NFL stars never far from ‘Madden’ crowd
NEW YORK -- The opposition was throwing the ball all over the place when Marshall Faulk watched his son’s football game last year.
Afterward, the 12-year-old lamented that his team didn’t use the cover-2 defense.
Faulk, the retired 2000 NFL MVP, considers such moments the greatest influence of the “Madden NFL Football” video game, which celebrates its 20th anniversary this year. He overhears his son and his friends casually tossing around such football terminology as cover-2 or 4-3 defense, concepts they learned from maneuvering virtual players.
“I know I didn’t teach it to them,” Faulk said, “because they haven’t asked me.”
To the guys for whom those terms are part of their jobs, “Madden,” whose 2009 edition was released last week, is an institution. Younger NFL stars like 25-year-old Tennessee Titans quarterback Vince Young have been playing the game practically since they were old enough to hold a controller.
Last year, Young was on the cover. It’s a distinction today’s players regard with great pride.
Baltimore Ravens linebacker Ray Lewis, a two-time NFL Defensive Player of the Year, called his turn on the cover “one of the greatest honors I think I’ve ever had.”

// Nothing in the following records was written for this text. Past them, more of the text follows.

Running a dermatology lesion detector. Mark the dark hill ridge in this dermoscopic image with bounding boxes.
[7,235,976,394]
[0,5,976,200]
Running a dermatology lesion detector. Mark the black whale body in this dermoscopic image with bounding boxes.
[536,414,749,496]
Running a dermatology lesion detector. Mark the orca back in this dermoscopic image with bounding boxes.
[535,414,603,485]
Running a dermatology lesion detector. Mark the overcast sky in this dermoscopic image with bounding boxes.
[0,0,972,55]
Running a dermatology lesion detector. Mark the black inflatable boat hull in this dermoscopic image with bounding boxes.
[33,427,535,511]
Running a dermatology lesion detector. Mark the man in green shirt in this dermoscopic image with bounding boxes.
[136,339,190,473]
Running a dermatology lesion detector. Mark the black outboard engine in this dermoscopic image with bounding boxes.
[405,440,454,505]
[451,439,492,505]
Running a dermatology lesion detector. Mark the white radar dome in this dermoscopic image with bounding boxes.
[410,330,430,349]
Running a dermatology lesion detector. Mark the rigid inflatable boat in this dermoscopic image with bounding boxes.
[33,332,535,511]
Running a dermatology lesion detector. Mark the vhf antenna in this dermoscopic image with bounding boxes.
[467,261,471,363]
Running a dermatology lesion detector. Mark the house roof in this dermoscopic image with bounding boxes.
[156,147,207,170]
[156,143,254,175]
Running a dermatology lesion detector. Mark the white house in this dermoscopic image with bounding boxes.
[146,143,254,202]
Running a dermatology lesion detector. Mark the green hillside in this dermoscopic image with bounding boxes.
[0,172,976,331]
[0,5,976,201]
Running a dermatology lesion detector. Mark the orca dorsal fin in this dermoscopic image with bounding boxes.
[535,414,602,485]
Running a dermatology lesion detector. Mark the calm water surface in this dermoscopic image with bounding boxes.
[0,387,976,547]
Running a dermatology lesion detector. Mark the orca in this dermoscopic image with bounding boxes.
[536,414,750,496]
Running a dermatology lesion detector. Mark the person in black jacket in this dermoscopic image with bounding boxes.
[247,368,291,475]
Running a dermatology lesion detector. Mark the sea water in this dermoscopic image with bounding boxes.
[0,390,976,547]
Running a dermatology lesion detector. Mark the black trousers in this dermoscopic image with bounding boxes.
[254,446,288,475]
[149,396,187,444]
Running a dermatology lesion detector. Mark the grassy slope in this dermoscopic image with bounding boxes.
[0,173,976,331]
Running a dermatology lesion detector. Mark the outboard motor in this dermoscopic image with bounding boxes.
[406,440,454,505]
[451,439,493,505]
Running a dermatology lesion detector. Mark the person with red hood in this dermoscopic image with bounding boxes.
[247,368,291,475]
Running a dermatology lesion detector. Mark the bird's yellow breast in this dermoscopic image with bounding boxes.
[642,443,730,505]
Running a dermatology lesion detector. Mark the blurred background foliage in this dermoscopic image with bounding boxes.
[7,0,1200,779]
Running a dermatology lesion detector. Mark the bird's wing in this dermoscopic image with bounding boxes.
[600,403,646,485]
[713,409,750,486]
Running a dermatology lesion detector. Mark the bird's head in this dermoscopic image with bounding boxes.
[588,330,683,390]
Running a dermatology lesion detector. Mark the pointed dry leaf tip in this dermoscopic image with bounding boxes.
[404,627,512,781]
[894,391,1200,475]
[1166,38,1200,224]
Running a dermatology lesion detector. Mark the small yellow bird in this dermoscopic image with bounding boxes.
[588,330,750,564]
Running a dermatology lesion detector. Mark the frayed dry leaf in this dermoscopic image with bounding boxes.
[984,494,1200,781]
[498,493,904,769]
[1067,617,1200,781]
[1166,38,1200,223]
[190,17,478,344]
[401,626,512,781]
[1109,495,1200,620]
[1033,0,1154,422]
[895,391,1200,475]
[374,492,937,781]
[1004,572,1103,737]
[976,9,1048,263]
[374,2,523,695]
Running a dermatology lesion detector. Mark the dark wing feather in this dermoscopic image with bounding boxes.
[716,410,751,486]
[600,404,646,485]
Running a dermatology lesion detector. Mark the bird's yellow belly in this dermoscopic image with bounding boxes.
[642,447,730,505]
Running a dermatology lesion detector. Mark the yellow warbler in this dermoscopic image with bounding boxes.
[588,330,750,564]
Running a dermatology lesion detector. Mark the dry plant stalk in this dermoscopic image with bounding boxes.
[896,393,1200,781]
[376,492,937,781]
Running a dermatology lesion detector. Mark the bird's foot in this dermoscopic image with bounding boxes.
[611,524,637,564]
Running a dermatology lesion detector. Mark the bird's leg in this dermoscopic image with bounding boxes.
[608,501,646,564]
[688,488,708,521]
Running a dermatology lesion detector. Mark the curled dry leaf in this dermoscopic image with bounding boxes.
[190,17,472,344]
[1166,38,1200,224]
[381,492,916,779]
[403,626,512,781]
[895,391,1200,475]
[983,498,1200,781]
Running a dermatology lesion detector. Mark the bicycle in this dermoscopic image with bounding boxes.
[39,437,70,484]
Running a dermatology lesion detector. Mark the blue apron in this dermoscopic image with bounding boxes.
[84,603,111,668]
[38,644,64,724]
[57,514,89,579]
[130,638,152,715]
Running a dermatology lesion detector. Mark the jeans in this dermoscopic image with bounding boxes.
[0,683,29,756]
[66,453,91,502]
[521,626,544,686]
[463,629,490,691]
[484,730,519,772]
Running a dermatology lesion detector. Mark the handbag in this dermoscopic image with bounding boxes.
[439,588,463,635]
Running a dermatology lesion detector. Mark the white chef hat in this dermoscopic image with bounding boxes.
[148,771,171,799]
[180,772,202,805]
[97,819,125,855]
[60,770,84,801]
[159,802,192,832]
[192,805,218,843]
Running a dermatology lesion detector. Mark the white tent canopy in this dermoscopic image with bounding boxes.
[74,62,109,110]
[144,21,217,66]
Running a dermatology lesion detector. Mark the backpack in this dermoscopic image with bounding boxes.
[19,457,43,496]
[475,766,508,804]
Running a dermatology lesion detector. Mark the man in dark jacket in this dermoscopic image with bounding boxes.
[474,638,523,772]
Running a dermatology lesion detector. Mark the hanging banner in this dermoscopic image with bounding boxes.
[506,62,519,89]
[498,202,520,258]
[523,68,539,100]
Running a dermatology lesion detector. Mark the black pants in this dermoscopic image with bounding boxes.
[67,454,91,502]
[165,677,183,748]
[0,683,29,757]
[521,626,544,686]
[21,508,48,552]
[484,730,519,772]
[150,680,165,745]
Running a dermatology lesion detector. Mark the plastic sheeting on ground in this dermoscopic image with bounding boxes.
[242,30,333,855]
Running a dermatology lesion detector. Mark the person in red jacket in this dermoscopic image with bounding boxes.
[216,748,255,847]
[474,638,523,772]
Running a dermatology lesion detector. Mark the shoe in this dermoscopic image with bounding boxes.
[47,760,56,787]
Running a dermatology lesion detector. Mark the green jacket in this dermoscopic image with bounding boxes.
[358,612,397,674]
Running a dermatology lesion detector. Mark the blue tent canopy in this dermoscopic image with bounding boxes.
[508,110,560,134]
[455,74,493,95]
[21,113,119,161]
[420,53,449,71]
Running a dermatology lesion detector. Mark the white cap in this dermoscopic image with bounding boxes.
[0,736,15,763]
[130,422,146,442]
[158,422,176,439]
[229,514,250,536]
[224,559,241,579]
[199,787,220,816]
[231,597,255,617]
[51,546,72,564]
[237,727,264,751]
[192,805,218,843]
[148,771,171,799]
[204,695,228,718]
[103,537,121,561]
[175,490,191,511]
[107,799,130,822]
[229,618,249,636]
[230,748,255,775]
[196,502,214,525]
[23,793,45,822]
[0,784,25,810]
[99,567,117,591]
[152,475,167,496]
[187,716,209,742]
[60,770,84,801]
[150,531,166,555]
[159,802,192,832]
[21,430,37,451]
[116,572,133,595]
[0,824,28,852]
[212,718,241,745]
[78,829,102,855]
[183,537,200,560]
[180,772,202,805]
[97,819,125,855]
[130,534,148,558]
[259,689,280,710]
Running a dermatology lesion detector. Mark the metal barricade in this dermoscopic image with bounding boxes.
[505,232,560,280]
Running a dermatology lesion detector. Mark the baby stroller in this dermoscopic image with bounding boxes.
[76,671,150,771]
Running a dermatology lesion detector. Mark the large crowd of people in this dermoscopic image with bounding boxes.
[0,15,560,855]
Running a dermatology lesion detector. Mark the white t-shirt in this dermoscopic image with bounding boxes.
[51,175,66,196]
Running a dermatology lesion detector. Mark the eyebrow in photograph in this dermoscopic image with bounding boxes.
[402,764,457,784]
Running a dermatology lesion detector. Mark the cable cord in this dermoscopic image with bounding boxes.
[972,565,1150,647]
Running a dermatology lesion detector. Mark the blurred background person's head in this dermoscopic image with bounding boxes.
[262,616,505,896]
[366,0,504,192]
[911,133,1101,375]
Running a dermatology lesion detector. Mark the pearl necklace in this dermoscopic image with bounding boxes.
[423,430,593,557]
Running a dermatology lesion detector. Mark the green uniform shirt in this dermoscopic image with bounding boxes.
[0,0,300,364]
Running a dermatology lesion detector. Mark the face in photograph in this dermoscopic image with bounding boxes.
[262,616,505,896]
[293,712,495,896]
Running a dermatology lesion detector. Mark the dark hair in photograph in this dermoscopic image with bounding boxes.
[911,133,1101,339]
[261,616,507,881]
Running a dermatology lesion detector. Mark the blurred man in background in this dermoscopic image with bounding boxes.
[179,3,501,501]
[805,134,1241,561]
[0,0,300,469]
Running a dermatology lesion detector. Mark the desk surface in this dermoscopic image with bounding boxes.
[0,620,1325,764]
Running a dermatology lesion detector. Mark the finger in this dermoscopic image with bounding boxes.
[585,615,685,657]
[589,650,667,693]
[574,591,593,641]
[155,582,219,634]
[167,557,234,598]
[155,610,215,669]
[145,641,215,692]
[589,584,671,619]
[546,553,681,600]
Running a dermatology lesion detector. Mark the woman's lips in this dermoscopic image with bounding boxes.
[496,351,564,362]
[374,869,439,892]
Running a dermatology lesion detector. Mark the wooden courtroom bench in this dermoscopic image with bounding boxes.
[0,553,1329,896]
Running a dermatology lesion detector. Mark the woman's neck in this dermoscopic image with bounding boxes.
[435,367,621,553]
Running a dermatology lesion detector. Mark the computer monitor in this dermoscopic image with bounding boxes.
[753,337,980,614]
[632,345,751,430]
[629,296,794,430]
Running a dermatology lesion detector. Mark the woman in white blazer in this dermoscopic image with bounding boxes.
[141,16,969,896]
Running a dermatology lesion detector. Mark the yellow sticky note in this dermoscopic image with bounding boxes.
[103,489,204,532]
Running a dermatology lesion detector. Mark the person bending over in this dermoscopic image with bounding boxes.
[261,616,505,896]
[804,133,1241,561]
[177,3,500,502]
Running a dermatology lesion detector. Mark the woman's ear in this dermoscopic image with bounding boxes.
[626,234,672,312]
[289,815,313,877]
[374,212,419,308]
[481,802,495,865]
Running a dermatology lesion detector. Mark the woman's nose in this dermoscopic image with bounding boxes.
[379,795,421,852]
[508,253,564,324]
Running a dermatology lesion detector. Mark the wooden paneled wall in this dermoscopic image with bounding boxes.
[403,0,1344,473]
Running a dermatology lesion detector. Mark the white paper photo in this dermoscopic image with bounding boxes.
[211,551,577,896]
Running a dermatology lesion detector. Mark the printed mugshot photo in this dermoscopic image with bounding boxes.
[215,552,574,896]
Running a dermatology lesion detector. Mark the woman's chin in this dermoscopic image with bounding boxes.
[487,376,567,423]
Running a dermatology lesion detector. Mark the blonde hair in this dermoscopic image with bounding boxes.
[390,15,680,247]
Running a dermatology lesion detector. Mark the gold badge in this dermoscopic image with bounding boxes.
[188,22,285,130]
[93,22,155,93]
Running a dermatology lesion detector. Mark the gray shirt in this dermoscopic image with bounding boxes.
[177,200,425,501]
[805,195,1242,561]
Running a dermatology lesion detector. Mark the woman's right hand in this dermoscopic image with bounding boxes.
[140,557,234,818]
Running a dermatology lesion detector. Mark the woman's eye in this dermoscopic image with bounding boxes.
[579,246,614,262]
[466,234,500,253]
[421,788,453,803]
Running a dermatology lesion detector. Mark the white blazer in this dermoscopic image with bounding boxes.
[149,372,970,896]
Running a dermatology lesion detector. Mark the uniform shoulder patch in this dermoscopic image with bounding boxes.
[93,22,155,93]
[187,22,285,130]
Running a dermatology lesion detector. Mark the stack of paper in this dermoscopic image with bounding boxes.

Granted, Lewis’ declaration came during a celebration of the anniversary in June that included fellow former cover stars Faulk, Young, Daunte Culpepper and Shaun Alexander.
But there’s no doubt how seriously NFL players take the game.
“Even if you’re not on the cover, you look at your rankings and stats and always question them,” Faulk said of the ratings for various abilities players are given in each year’s edition. “You want to make sure you show ‘em.”
Lewis will check the ratings and think: “Huh? This guy is faster than me? I ain’t never lost to this guy.”
“What do they rate me off of?” he huffed. “My career? Last year?”
Culpepper noticed he was treated differently around the league after his cover appearance.
“Everywhere I went, people wanted to challenge me,” he said.
Alexander’s 13-year-old cousin didn’t acknowledge that the former Seahawks running back, the 2005 NFL MVP, was “pretty good” until he graced the front of “Madden.”
Said Young, “When I was overseas in March, people noticed me just because of the ‘Madden’ cover.”
Faulk has run into hard-core gamers who “tell you what new little trick, nuances, what attributes you had, the way they used you.”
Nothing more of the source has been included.